The Nurses' Health Study (NHS), Nurses' Health Study II (NHSII), Health Professionals Follow Up Study (HPFS) and the Physicians Health Study (PHS) have collected detailed longitudinal data on multiple exposures and traits for approximately 310,000 study participants over the last 35 years. Over 160,000 study participants across the cohorts have donated a DNA sample and to date, 20,691 subjects have been genotyped as part of genome-wide association studies (GWAS) of twelve primary outcomes. However, these studies utilized six different GWAS arrays making it difficult to conduct analyses of secondary phenotypes or share controls across studies. To allow for secondary analyses of these data, we have created three new datasets merged by platform family and performed imputation using a common reference panel, the 1,000 Genomes Phase I release. Here, we describe the methodology behind the data merging and imputation and present imputation quality statistics and association results from two GWAS of secondary phenotypes (body mass index (BMI) and venous thromboembolism (VTE)). We observed the strongest BMI association for the FTO SNP rs55872725 (β = 0.45, p = 3.48x10-22), and using a significance level of p = 0.05, we replicated 19 out of 32 known BMI SNPs. For VTE, we observed the strongest association for the rs2040445 SNP (OR = 2.17, 95% CI: 1.79-2.63, p = 2.70x10-15), located downstream of F5 and also observed significant associations for the known ABO and F11 regions. This pooled resource can be used to maximize power in GWAS of phenotypes collected across the cohorts and for studying gene-environment interactions as well as rare phenotypes and genotypes.

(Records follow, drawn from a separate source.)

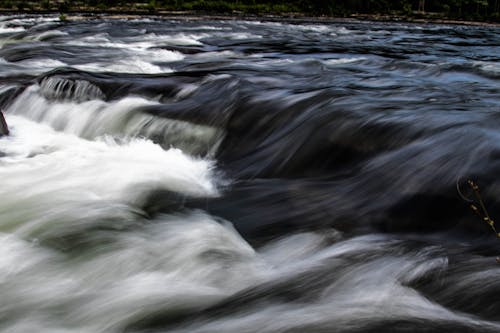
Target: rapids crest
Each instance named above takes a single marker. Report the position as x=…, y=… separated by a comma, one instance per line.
x=197, y=175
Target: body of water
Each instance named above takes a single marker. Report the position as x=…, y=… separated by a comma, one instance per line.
x=202, y=175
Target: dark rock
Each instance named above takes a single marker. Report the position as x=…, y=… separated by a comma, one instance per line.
x=4, y=130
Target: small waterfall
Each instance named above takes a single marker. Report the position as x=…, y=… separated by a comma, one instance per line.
x=66, y=105
x=57, y=88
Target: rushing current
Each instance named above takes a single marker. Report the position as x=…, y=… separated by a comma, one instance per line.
x=202, y=175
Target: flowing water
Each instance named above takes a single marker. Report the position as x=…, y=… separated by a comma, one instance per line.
x=202, y=175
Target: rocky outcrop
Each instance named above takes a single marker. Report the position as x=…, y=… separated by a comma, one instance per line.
x=4, y=130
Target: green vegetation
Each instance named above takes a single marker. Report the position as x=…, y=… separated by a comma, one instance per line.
x=479, y=10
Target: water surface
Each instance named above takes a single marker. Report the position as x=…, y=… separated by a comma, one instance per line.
x=202, y=175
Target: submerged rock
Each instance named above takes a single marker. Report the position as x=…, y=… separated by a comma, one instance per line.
x=4, y=130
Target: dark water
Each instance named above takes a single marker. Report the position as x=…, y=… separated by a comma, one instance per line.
x=194, y=175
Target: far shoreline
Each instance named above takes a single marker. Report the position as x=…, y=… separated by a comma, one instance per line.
x=278, y=17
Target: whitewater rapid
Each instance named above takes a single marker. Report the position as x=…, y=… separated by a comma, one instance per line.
x=203, y=175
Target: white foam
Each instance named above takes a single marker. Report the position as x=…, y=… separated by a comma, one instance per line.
x=94, y=118
x=50, y=177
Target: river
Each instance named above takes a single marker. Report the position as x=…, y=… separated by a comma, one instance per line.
x=206, y=175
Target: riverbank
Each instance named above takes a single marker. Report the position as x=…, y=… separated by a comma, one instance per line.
x=289, y=16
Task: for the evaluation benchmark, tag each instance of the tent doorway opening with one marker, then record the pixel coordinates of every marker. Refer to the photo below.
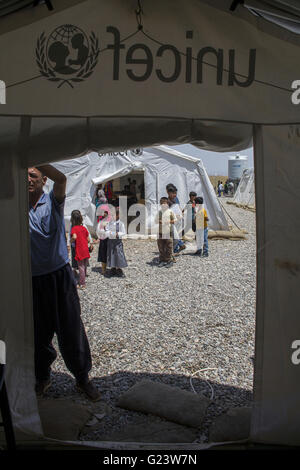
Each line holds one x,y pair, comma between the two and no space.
190,327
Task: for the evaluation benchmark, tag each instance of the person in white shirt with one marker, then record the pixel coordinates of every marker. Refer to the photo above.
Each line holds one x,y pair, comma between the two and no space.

护士健康研究(NHS)、护士健康研究II(NHSII)、卫生专业人员随访研究(HPFS)和医师健康研究(PHS)在过去35年中收集了约310,000名研究参与者关于多种暴露因素和特征的详细纵向数据。各队列中超过160,000名研究参与者捐赠了DNA样本,截至目前,作为12种主要结局的全基因组关联研究(GWAS)的一部分,已有20,691名受试者进行了基因分型。然而,这些研究使用了六种不同的GWAS芯片,使得难以对次要表型进行分析或在不同研究间共享对照。为了对这些数据进行二次分析,我们创建了三个按平台家族合并的新数据集,并使用通用参考面板(千人基因组计划第一阶段发布数据)进行了填补。在此,我们描述了数据合并和填补背后的方法,并展示了填补质量统计数据以及来自两个次要表型(体重指数(BMI)和静脉血栓栓塞症(VTE))GWAS的关联结果。我们观察到FTO单核苷酸多态性(SNP)rs55872725与BMI的关联最强(β = 0.45,p = 3.48×10 -22),使用p = 0.05的显著性水平,我们在32个已知的BMI SNP中重复验证了19个。对于VTE,我们观察到rs2040445 SNP的关联最强(比值比(OR)= 2.17,95%置信区间(CI):1.79 - 2.63,p = 2.70×10 -15),该SNP位于F5下游,并且还观察到已知的ABO和F11区域存在显著关联。这个合并后的资源可用于在各队列收集的表型GWAS中最大化检验效能,并用于研究基因 - 环境相互作用以及罕见表型和基因型。